Estructura financiera y operaciones
Durante 2025, Klépierre captó más de 1.000 millones de euros en financiación a largo plazo, con un vencimiento medio de 8,5 años y un coste del 3,3%. Además, refinanció su línea de crédito sindicada mediante una nueva línea Green Pure Player de 1.200 millones de euros.
A 31 de diciembre, la deuda neta consolidada se situaba en 7.350 millones de euros. La ratio de deuda neta sobre EBITDA descendió hasta 6,7 veces, el nivel más bajo registrado por la compañía, mientras que la ratio préstamo-valor (LTV) fue del 34,7%. La cobertura de intereses (ICR) se mantuvo en 7,2 veces, con un vencimiento medio de la deuda de 6,3 años y un coste medio del 1,9%.
En el ámbito inversor, el grupo adquirió a finales de 2025 el centro comercial Casamassima, en el área metropolitana de Bari (Italia), por 160 millones de euros.
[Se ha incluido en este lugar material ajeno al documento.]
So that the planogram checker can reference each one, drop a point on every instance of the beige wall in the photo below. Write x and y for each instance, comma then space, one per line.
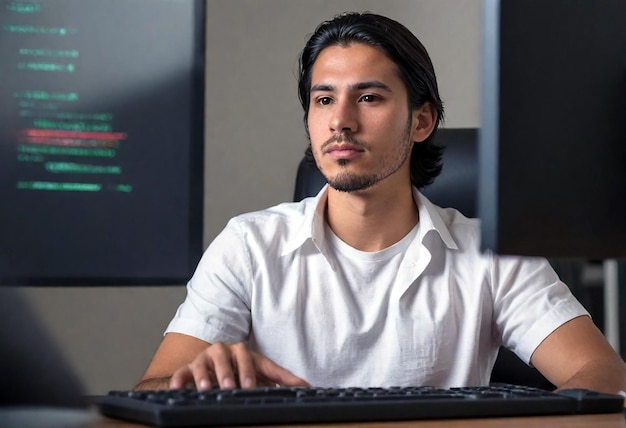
254, 140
El activo recibe 7,5 millones de visitantes al año y se ubica en un entorno de 1,4 millones de habitantes.
En desarrollo, completó la ampliación de Odysseum (Montpellier), con una rentabilidad estimada del 9% sobre el coste, y puso en marcha la ampliación de Le Gru (Turín), con una inversión de 81 millones de euros y una rentabilidad prevista del 10%. También presentó la ampliación de Romagna (Rímini), de 6.820 m2 sobre un centro de 73.000 m2, con una rentabilidad esperada superior al 8%.
En paralelo, vendió activos no estratégicos por 205 millones de euros, un 8% por encima de su valor medio de tasación, con un rendimiento inicial neto EPRA combinado del 5,6%.
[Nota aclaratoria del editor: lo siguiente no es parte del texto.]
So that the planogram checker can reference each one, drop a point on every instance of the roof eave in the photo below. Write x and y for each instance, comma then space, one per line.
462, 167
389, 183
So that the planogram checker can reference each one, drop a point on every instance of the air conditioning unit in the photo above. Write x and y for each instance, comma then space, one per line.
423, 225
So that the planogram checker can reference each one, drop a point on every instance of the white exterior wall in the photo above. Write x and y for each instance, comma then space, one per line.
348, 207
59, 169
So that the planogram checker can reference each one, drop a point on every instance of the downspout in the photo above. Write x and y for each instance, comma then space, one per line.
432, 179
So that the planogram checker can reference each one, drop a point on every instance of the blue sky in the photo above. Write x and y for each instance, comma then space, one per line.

Sostenibilidad y dividendo
En 2025, la intensidad energética de la cartera se situó en 74,6 kWh/m2, lo que permitió reducir un 6% las emisiones de carbono de los alcances 1 y 2 respecto a 2024 y un 87% frente a 2017. El 53% de los residuos se reciclan o reutilizan, cuatro puntos más que el año anterior, y el 83% de los empleados tiene objetivos vinculados a RSE en su plan de desempeño.
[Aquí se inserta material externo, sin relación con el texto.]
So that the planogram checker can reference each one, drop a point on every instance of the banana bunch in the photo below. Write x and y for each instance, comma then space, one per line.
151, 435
El consejo propondrá en la junta del 7 de mayo de 2026 un dividendo en efectivo de 1,90 euros por acción con cargo a 2025, un 3% más que el ejercicio anterior. El pago se realizará en dos plazos, el 10 de marzo y el 7 de julio de 2026.
Para 2026, la compañía prevé un EBITDA mínimo de 1.130 millones de euros y un flujo de caja neto corriente por acción de al menos 2,75 euros, bajo un escenario de estabilidad macroeconómica y ventas de retailers prácticamente estables.